Exercises that target the QL include:

  • Side planks

  • Suitcase carries (carrying a dumbbell on one side)

  • Bird dogs

  • Hip hikes

  • Windshield wipers for controlled trunk rotation

Consistency is key. Start with low-impact exercises and gradually build intensity as your strength improves.

The Real-Life Benefits

Incorporating QL strengthening into your routine isn’t just about fitness—it’s about functionality and quality of life. A strong QL supports everyday movements, protects the spine, and contributes to a more balanced, pain-free body.


Conclusion:
The Quadratus Lumborum deserves your attention. By strengthening it, you not only elevate your performance in the gym but also enhance your daily life. Don’t wait—start integrating QL-focused exercises into your training today and feel the difference of a stronger, more stable core.

A long -term commitment

Bodybuilding and strengthening of Quadratus Lumborum are not short -term objectives.
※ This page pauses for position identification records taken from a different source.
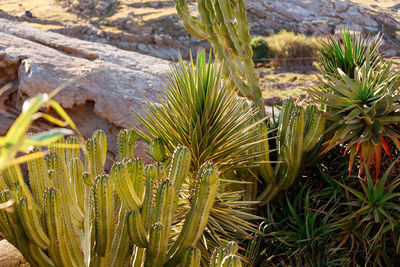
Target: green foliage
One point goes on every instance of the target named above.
(199, 111)
(298, 132)
(363, 110)
(260, 48)
(348, 53)
(90, 218)
(291, 50)
(17, 140)
(224, 24)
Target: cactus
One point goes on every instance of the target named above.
(224, 24)
(75, 214)
(299, 131)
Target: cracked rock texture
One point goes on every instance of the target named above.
(113, 82)
(319, 17)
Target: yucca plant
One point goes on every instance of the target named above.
(348, 52)
(364, 111)
(200, 112)
(74, 214)
(17, 140)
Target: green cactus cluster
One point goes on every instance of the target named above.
(73, 213)
(299, 130)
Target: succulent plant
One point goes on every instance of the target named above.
(364, 111)
(198, 111)
(75, 214)
(348, 52)
(224, 24)
(299, 130)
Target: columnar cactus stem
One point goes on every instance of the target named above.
(224, 24)
(70, 218)
(299, 131)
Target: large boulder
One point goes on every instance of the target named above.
(109, 85)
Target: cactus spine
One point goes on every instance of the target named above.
(299, 131)
(74, 214)
(224, 24)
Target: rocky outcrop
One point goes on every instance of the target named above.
(318, 17)
(112, 83)
(165, 36)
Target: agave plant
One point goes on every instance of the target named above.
(348, 53)
(298, 231)
(370, 220)
(364, 111)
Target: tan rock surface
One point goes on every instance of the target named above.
(38, 61)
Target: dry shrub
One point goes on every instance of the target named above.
(291, 51)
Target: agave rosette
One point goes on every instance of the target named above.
(364, 111)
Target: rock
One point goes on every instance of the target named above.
(291, 11)
(341, 6)
(10, 256)
(112, 83)
(301, 16)
(353, 15)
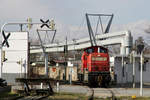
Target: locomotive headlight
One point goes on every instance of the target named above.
(99, 58)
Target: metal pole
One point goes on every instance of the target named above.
(141, 75)
(133, 69)
(45, 54)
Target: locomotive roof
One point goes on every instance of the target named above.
(94, 46)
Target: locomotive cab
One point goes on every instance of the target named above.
(95, 63)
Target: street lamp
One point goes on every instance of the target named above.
(140, 48)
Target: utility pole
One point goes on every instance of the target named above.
(133, 68)
(141, 75)
(65, 52)
(140, 48)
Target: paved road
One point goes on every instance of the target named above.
(104, 92)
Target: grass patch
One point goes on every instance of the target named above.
(68, 96)
(124, 98)
(8, 95)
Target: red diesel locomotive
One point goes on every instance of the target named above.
(95, 65)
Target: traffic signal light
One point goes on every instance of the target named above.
(29, 20)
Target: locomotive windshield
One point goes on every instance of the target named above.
(102, 50)
(90, 50)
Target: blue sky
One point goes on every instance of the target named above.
(68, 14)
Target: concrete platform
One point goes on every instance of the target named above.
(103, 92)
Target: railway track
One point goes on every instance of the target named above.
(32, 97)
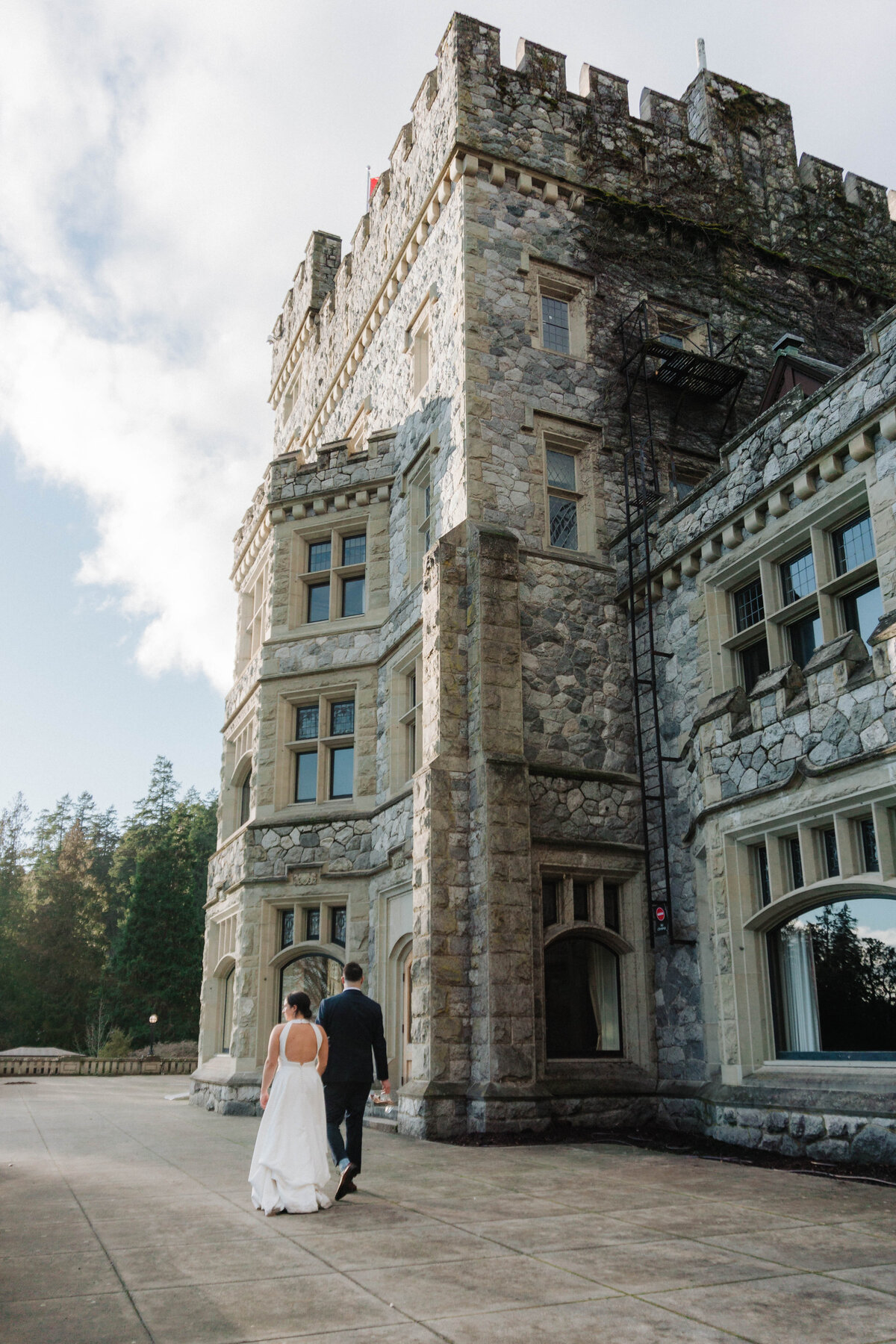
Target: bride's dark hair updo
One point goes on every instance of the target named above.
(300, 1001)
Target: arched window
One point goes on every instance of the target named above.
(245, 799)
(316, 974)
(833, 981)
(582, 999)
(227, 1021)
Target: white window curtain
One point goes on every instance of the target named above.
(800, 995)
(605, 995)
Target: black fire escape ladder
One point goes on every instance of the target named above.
(641, 497)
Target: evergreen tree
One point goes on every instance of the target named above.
(13, 977)
(63, 940)
(156, 964)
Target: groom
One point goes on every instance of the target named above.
(355, 1027)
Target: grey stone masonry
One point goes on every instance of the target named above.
(437, 544)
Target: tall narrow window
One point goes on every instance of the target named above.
(869, 846)
(761, 855)
(550, 900)
(421, 356)
(337, 925)
(612, 906)
(748, 605)
(832, 858)
(862, 609)
(798, 577)
(411, 724)
(805, 638)
(555, 324)
(795, 862)
(421, 517)
(853, 544)
(324, 761)
(754, 663)
(354, 557)
(253, 605)
(563, 519)
(582, 999)
(335, 577)
(341, 754)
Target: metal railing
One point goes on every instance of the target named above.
(45, 1066)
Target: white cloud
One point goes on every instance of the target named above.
(163, 164)
(887, 936)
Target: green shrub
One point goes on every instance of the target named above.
(117, 1045)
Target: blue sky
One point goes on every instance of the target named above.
(163, 167)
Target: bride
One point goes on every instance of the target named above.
(289, 1164)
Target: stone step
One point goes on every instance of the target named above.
(381, 1122)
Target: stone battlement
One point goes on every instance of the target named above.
(722, 159)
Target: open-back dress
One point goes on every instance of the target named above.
(289, 1164)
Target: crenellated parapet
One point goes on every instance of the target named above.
(721, 159)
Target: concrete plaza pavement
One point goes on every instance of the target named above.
(127, 1218)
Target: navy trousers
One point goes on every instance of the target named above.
(346, 1102)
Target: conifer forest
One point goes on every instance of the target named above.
(101, 922)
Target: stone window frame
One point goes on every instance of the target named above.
(583, 448)
(300, 909)
(240, 753)
(551, 281)
(406, 719)
(418, 344)
(253, 603)
(324, 687)
(373, 519)
(763, 561)
(682, 324)
(326, 744)
(595, 927)
(334, 530)
(359, 429)
(753, 918)
(417, 479)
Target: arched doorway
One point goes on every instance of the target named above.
(314, 972)
(832, 974)
(405, 1036)
(582, 999)
(227, 1016)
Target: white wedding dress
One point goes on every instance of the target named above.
(289, 1164)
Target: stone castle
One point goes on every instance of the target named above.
(432, 761)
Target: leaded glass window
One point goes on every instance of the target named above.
(748, 605)
(853, 544)
(798, 577)
(555, 324)
(341, 718)
(564, 524)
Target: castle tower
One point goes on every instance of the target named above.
(429, 756)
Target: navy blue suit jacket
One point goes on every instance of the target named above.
(355, 1027)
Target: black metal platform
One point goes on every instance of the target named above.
(689, 371)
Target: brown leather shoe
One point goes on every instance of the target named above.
(347, 1182)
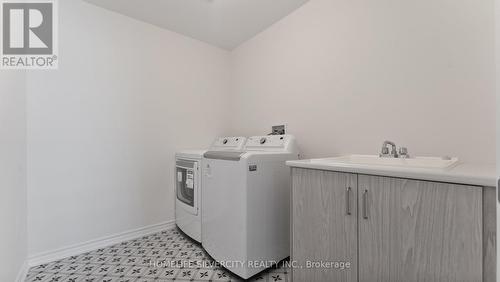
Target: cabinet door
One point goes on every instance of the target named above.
(419, 231)
(324, 226)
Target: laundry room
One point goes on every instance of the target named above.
(249, 140)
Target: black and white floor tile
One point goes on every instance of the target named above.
(165, 256)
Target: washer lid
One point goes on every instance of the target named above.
(224, 155)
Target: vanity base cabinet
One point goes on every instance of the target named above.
(324, 228)
(419, 231)
(388, 229)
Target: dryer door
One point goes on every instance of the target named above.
(186, 185)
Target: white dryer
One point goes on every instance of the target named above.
(246, 204)
(188, 184)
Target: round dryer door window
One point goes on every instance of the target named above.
(185, 183)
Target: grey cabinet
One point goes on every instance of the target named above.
(419, 231)
(324, 225)
(388, 229)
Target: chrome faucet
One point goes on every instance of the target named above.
(385, 150)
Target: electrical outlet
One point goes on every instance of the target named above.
(279, 129)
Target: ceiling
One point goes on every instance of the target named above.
(223, 23)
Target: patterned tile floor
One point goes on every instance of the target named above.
(165, 256)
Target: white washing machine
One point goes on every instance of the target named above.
(246, 204)
(188, 184)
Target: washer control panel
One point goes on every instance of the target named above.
(268, 141)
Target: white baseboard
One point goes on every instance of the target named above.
(23, 272)
(45, 257)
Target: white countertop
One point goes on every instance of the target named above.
(462, 173)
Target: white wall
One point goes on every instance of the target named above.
(13, 237)
(347, 75)
(497, 60)
(103, 129)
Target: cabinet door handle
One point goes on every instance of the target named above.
(348, 200)
(365, 204)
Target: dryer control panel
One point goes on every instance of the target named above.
(271, 143)
(228, 143)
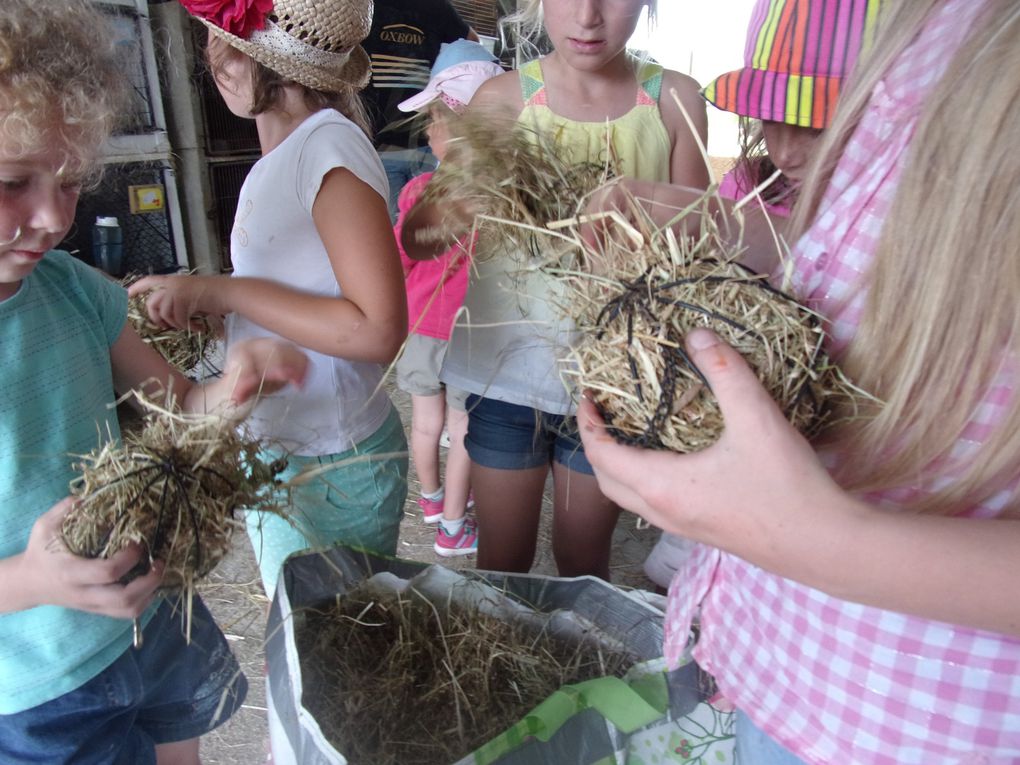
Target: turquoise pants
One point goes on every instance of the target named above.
(351, 498)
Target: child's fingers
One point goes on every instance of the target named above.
(747, 406)
(143, 286)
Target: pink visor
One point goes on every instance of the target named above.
(455, 86)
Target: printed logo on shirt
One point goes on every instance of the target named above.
(403, 34)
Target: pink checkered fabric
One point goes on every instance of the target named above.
(836, 681)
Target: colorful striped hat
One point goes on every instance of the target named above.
(797, 55)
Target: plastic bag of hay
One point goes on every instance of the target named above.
(413, 694)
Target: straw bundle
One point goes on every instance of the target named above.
(411, 682)
(643, 290)
(173, 487)
(183, 349)
(511, 181)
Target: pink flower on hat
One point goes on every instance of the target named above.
(239, 17)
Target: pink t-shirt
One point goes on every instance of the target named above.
(436, 289)
(836, 681)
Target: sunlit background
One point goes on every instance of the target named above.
(704, 39)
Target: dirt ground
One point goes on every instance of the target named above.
(235, 596)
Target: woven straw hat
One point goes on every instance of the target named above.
(314, 43)
(797, 55)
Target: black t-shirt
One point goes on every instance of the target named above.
(403, 44)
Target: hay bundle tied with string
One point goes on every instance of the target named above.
(510, 180)
(644, 288)
(173, 487)
(400, 679)
(183, 349)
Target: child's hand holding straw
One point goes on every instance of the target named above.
(55, 576)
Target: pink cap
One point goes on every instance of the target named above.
(454, 86)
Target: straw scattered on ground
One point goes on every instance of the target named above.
(405, 681)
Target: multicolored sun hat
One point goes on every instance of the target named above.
(797, 55)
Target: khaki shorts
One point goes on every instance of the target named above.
(418, 370)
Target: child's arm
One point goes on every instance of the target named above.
(367, 323)
(785, 514)
(46, 573)
(686, 162)
(260, 365)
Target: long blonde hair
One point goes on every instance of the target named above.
(941, 316)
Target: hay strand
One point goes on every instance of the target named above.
(400, 679)
(513, 181)
(184, 349)
(173, 487)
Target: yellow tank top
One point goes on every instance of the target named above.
(639, 139)
(512, 343)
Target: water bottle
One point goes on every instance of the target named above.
(107, 245)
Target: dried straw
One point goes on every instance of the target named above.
(642, 293)
(410, 682)
(183, 349)
(512, 180)
(173, 487)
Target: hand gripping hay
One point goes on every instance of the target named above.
(639, 297)
(174, 488)
(183, 349)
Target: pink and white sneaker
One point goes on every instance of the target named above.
(430, 509)
(463, 543)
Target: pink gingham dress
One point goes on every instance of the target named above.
(835, 681)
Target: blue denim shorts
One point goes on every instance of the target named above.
(508, 437)
(166, 691)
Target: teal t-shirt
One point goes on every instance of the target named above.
(57, 402)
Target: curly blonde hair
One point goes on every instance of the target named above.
(59, 80)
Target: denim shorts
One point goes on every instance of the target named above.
(509, 437)
(166, 691)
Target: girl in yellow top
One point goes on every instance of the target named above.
(508, 347)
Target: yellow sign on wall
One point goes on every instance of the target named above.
(147, 198)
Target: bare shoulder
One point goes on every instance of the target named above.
(686, 88)
(500, 93)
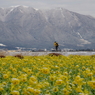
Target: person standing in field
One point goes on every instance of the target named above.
(56, 45)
Made regularly to work on these muscles to see lasting results. Over time you will see a better posture, a reduction in low back pain and one of your performance in other exercises.

In short, the Quadratus Lumborum deserves a place of honor in your training routine. By strengthening it, not only improves your physical strength, but also your daily quality of life.

So, don’t wait anymore, start today to integrate these exercises in your routine to collect the profits of a solid and balanced trunk!